■ 私の考える成長
「感動創造」と、「事業拡大」の両立は可能か?
先日、牛角の記事 を書いたところ、いくつかのコメントをいただいたので、掘り下げてみたいと思います。
皆様は、レストランに行ったとき、どんな場面に「感動」しますか?
もちろん、「すげー安い!」とか価格面にも感動するでしょう。
経営していく上で、とても大切な要素です。
でも、一方で、こんな場面を想像してみてください。
・前回来店したことを覚えていてくれた。
・前回飲んだワインを覚えていてくれた。
・「XXさんから○○のご注文をいただきましたー!」、厨房の中から自分の名前が聞こえる。
すべて、私がよくお邪魔するあるお店での話です。
(しかも安いところがすごい!)
でも、牛角のようなお店では、こうした感動にお目にかかったことはありません。
なぜでしょうか?
そうしたサービス=感動の提供というのは、"教えてできるものではない"からだと思います。
教えられるのではなく、自ら「心」で感じること。
たまにこんな表現を聞きます。
「価格に見合った以上のサービス」
とても皮肉な表現かもしれませんが、
「これは500円の料理だから、これくらいのサービスなら満足していただけるかな。」
そう考えていることと一緒だと思います。
でも。
牛角のスタッフも、本当はそんなことを考えている人は少ないはず。
本当はそうしたサービスを提供したいんだけど、ものすごいお客様の数で、そこまでの余裕がない。
それが実態だと思います。
感動を与えるサービスを提供するには、
最高のサービスを維持できる規模に、(例え意図的にでも)抑えながら、拡大を続ける。
拡大すること自体を目的にするのではなく、最高のサービスを提供するために、グッとこらえる。

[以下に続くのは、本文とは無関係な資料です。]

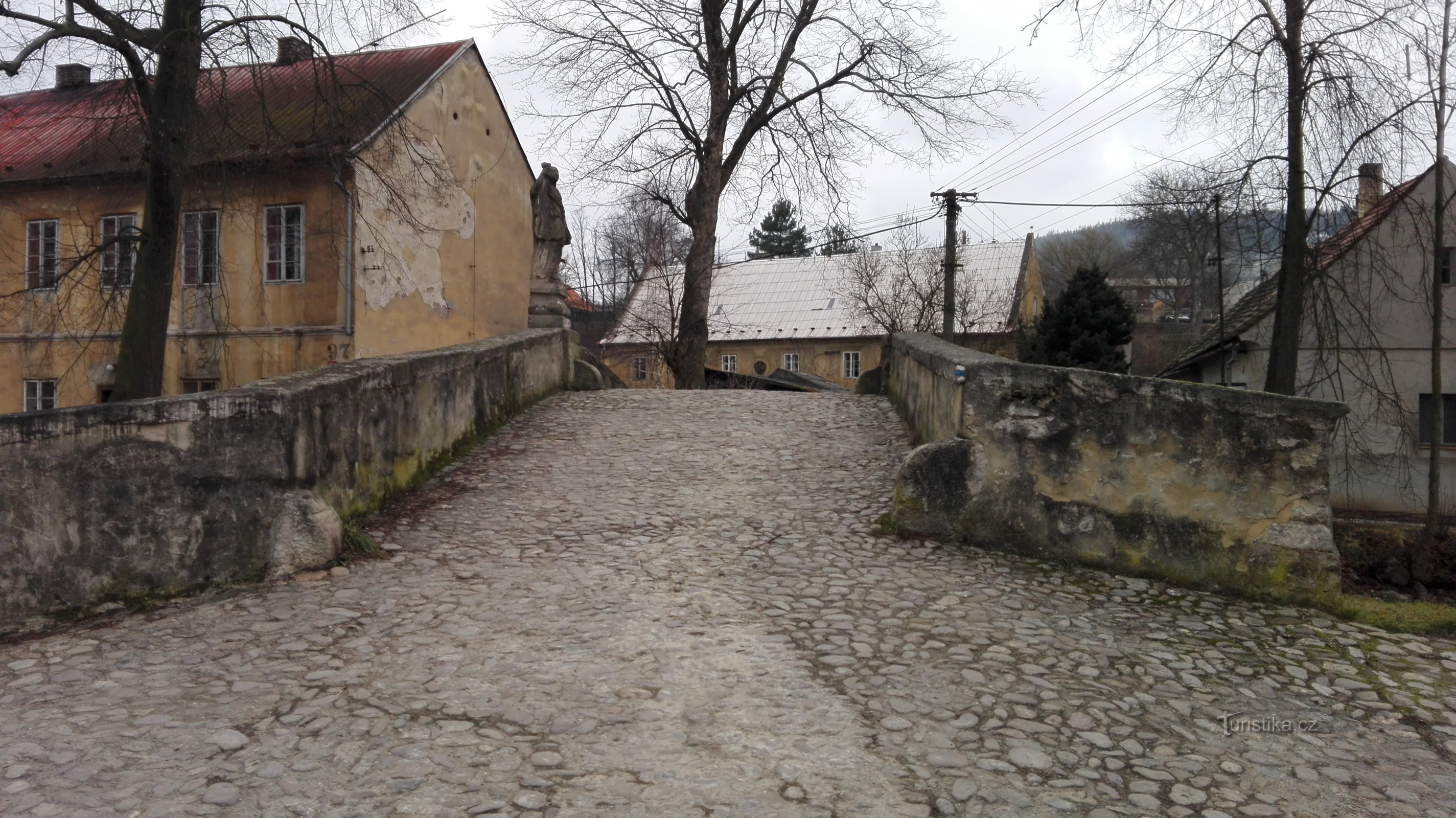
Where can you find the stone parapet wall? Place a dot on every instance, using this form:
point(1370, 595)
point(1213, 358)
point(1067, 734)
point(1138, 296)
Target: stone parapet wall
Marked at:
point(1205, 487)
point(156, 497)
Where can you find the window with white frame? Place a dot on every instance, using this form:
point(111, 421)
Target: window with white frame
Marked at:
point(283, 226)
point(119, 249)
point(40, 395)
point(200, 246)
point(41, 252)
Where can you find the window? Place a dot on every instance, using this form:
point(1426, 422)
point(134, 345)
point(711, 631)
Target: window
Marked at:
point(41, 254)
point(284, 238)
point(40, 395)
point(119, 249)
point(200, 251)
point(1423, 433)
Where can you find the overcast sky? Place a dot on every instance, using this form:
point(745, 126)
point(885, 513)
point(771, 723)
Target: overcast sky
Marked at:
point(1033, 168)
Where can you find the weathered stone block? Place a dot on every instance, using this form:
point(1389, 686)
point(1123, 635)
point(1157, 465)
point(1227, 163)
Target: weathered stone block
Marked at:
point(308, 536)
point(584, 377)
point(1205, 487)
point(158, 497)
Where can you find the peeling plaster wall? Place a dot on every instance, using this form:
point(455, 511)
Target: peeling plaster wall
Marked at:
point(408, 206)
point(1206, 487)
point(156, 497)
point(445, 206)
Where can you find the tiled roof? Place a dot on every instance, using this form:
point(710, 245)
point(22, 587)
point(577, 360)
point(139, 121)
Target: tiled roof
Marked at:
point(1261, 300)
point(246, 114)
point(575, 302)
point(803, 298)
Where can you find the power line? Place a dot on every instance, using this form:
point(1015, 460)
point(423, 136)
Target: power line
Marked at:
point(1186, 149)
point(1065, 143)
point(723, 265)
point(1028, 131)
point(1091, 204)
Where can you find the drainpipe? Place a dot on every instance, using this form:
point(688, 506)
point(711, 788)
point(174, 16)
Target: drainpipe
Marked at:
point(349, 258)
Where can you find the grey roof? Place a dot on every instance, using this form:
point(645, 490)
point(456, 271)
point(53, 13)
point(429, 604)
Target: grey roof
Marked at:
point(803, 298)
point(1261, 300)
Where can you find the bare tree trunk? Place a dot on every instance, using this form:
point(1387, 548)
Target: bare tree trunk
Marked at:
point(1285, 344)
point(1422, 568)
point(701, 207)
point(690, 354)
point(171, 111)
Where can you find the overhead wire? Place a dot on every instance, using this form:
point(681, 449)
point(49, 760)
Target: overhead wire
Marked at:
point(812, 248)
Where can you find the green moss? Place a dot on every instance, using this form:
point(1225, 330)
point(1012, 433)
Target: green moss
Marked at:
point(1430, 619)
point(886, 525)
point(357, 543)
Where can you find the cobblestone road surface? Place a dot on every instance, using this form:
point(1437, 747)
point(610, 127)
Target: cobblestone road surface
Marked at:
point(661, 604)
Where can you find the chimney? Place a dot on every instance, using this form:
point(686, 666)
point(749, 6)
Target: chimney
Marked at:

従業員が感じる、"最高のサービス"を提供できる環境をつくってあげるために。
それは経営者としての「忍耐」なのかもしれません。
最高のサービス=感動創造に必要なものは、「心」。
「心」は、じっくりと育てていかなければならない。
サービスを提供する側の「心」を育み、そして一人でも多くの人に体験してもらえるよう「拡大」する。
その過程に、株式公開が必要ならするかもしれないし、必要なければしない。
目的は上場することではなく、
最高のサービスを提供し、お客様を笑顔にすること。
もしかしたら、どこかの街に、1店舗出して終わってしまうかもしれません。
でも、そんなお店がもっと身近に、もっと増えたらいいのに。
それが私の夢であり、私の考える成長です。
では、具体的にどうしたら実現できるか?
それを考えると頭が痛いんですよね・・・、偉そうに語ったにもかかわらず。。。